So I feel that in the last few months I've learned lots, and it's all kind of come together in the last few days. I mean, I've started to be able to synthesize them all and now I'm going to put them into words.
First, the most important thing I've learned is that I need to know what I want. I need to be unafraid, bold enough to acknowledge what my heart is leaning towards. I've been so afraid to say that I want certain things because I think that if I say them out loud, I am obligated to that statement for the rest of my life. Here is an example from my childhood: When I was little I wanted to be a lot of things when I grew up. A farmer, a ballerina, I wanted to live in China, serve in the military, everything. And when I said those things out loud, my brothers decided to meld them all together and ask me how that would be at all possible. A farmer in China who dances ballet and is in the Navy, or something like that. They were ruthless, and they made me feel so stupid. So since then I've just believed that you can only want one thing, or if you want more than one thing it has to all fit into one conceivable path so that all things fall together. If you want to be a farmer, and you want to live in China, well then you clearly want to be a farmer in China.

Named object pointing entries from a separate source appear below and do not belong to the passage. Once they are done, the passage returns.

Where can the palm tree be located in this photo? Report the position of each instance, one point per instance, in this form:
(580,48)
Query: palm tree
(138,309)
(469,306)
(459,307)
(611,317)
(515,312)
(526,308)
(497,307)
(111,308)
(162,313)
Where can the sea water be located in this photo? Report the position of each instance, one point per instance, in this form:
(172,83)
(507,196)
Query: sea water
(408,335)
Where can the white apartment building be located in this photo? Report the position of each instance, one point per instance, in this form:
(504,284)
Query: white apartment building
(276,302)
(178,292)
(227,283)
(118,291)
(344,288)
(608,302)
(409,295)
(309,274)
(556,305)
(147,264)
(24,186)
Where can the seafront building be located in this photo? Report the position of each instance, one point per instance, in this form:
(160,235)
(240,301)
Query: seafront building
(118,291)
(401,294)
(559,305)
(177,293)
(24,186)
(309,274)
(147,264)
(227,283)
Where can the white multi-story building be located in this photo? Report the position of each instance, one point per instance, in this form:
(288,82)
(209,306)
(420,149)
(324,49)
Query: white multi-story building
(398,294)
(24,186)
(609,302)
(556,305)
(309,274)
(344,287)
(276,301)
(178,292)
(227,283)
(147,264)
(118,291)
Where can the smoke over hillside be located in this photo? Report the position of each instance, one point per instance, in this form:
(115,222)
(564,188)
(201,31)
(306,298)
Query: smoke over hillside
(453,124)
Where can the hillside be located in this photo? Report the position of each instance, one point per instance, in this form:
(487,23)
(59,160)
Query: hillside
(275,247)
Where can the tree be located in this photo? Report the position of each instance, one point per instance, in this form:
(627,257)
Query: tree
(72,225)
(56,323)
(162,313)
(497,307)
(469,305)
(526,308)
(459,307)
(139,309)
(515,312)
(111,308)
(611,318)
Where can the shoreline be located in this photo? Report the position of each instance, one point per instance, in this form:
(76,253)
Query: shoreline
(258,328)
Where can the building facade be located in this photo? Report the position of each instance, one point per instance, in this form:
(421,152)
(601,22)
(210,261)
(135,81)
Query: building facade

Wtf? That's bull. I've now decided that it is perfectly fine for me to want things that don't align. Really. It is okay that I want different things and that right now I have no idea how they would all work out. It doesn't matter. I need to trust God, because He is the one who put these desires in my heart. He put them there for a reason. If they're meant to stick, they'll stick. If they're meant to work out, they will. But for now I don't need to worry about them all the time. I need to focus on the here and now, because I may never have a future to live out all these wants of mine. I must take the wants that I can have now, and have them! I want to do this, I want to be that, well freaking do it Caroline!
Second thing I've learned... hm. How do I put this? I'm old. But there's more. I'm so young. I guess I'm saying that I am happy with the age I'm at. I'm happy for the twenty years I have under my belt; they were good years and I don't think I'd change a thing. I'm excited about the future, though I cannot numerically quantify it. I know it will be great, I just know it will. It won't be easy, I know that for certain, but I am confident that the Lord has many great things in store for me.
I don't know if this suffices to show you all what my head has been bouncing around for the last week or two, but here it is.